The sickness which was caused by the unwinding of the excesses in the credit, housing and financial markets in America has spread across the globe and nearly no equity market has escaped its contagion unscathed.

The table compiled by Alphen shows the total return of a number of the world’s equity markets this year to date in US$ terms.
As is abundantly apparent, the world’s equity markets are down about 14% so far this year on average, with only the Jordan and Morocco markets up in dollar terms. To some degree, the usual “flight to quality” would have been a defensive position to have taken, with the Word Index of Developed Markets down nearly 14%, versus the more than 20% drop in Emerging Markets generally. Global investors have traditionally (and unsurprisingly) tended to move away from emerging (“riskier”) markets during times of volatility to developed (“less risky”) markets.
The idea that one could indiscriminately pick a developed market instead of an emerging market at these times is clearly not true, with some developed markets (look at Ireland for example) taking a particular beating.
What is further interesting to note is that the markets, which have been trumpeted as the “unstoppable tigers” as recently as last year and into 2008, have seen (the inevitable?) sharp correction from levels which were quite obviously overheated and unsustainable. China, Russia and India are the obvious candidates.

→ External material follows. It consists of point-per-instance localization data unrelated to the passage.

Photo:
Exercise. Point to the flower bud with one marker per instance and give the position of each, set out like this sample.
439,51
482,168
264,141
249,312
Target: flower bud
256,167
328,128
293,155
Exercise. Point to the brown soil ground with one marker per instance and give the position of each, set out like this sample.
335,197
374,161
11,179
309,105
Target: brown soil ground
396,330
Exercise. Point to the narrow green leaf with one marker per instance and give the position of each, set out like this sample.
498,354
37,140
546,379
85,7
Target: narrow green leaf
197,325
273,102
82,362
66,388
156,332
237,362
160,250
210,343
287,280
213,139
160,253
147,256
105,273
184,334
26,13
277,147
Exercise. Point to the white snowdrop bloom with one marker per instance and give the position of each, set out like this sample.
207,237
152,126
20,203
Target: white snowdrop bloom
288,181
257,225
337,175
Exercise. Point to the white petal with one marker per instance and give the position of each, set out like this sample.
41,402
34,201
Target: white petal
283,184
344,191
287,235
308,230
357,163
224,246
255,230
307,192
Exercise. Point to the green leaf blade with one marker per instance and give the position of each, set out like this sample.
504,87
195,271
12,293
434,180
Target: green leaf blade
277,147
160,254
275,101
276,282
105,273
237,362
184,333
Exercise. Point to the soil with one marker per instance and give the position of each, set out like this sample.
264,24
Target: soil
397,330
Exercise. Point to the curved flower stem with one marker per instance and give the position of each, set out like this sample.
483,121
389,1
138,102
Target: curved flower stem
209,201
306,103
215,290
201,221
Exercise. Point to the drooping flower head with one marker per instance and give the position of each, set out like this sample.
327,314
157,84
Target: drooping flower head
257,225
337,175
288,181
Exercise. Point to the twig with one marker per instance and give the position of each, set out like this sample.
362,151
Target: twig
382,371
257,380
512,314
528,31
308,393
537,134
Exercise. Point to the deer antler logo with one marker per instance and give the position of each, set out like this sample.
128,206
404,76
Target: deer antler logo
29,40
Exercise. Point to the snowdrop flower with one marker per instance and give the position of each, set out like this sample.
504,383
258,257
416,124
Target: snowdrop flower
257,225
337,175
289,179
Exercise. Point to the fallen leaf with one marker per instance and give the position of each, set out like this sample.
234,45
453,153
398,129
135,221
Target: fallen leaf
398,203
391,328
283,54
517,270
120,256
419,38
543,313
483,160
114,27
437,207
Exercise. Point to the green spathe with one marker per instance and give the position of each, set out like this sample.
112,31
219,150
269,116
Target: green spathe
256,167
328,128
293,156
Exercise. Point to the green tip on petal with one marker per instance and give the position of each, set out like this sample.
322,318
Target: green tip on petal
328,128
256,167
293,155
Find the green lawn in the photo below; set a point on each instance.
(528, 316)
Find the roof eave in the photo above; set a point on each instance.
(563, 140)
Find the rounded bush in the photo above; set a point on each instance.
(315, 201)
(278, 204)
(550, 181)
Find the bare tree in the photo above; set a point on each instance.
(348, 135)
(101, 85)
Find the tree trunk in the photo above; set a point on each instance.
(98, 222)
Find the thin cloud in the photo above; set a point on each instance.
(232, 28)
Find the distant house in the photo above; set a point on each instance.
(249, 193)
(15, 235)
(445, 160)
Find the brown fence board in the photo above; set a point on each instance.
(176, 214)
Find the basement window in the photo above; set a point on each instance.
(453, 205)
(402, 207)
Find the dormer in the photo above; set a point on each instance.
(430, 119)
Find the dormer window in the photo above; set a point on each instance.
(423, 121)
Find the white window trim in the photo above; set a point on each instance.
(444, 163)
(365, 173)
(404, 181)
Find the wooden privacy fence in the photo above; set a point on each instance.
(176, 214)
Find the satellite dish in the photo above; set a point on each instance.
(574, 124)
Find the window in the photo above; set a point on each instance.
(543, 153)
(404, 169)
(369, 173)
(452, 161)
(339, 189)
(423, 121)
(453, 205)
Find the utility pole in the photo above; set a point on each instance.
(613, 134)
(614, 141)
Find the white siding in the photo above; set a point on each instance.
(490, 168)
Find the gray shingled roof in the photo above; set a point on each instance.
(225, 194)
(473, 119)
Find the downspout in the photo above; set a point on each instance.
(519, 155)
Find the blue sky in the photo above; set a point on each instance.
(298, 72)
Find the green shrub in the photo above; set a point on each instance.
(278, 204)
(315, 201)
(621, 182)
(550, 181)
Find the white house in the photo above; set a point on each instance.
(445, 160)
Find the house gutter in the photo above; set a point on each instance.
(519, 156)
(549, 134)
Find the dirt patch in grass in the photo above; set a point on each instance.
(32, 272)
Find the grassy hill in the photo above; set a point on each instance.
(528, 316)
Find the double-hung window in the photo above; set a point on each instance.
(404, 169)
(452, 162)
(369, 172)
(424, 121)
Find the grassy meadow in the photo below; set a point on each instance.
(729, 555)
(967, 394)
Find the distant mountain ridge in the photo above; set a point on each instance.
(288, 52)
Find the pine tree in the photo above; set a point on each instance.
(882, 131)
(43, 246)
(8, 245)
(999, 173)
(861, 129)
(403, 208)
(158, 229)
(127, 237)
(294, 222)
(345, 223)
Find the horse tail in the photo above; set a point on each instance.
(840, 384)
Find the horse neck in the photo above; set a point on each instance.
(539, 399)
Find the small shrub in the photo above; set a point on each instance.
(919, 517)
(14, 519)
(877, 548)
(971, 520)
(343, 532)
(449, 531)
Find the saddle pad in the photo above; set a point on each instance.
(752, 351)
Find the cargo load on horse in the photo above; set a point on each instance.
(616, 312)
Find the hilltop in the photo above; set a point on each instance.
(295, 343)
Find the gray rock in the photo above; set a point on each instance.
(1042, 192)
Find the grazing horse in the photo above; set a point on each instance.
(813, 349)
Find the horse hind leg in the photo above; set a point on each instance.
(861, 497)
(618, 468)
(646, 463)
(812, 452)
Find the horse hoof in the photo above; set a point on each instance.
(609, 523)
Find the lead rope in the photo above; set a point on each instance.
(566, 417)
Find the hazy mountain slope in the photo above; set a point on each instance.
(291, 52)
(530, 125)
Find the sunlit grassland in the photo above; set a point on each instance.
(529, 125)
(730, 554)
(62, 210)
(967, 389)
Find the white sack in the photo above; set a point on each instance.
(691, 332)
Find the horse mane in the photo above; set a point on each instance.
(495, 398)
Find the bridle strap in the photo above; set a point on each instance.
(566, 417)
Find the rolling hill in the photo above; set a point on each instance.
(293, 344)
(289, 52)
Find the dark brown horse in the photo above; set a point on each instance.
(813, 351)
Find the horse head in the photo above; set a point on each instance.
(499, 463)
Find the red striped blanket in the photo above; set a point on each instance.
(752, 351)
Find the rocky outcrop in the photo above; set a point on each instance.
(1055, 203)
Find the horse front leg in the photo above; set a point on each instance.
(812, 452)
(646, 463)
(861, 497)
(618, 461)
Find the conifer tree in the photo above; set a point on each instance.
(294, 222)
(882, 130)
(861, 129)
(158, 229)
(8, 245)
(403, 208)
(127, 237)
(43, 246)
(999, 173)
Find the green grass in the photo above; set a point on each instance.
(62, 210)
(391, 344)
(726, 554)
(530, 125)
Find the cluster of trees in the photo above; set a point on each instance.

The South African market has fared about in line with the Emerging Markets Index, and about in line with our major trading partners, Europe and the UK. In dollar terms we are down about 19% YTD, but for the rand investor the picture is a bit rosier at -5.25%.
Looking at the table again, it is clear that there are a multitude of drivers all acting in concert throughout the world simultaneously to determine what the equity returns will be in any particular market, region or currency.

Looking at what the world’s equity markets have done this year might frighten investors, but they should take comfort that such volatility is completely normal and necessary for the generation of sustainable long-term real returns. In addition, 2008’s setbacks on global equity markets need to be seen in the context of the extraordinary returns of 2003 through 2007. Equities (both domestic and global) remain a vital cog in an investor’s growth engine and an appropriate weighting therein should be maintained over time.
Someone asked us the other day if now was “a good time” to invest offshore. We said that we think that for the long-term investor who is looking for sustained capital growth, it is always a good time to invest offshore. The difficulties in picking which offshore market(s) to be invested in from time to time are obvious and we would always recommend a diversified exposure to the global equity markets and asset classes.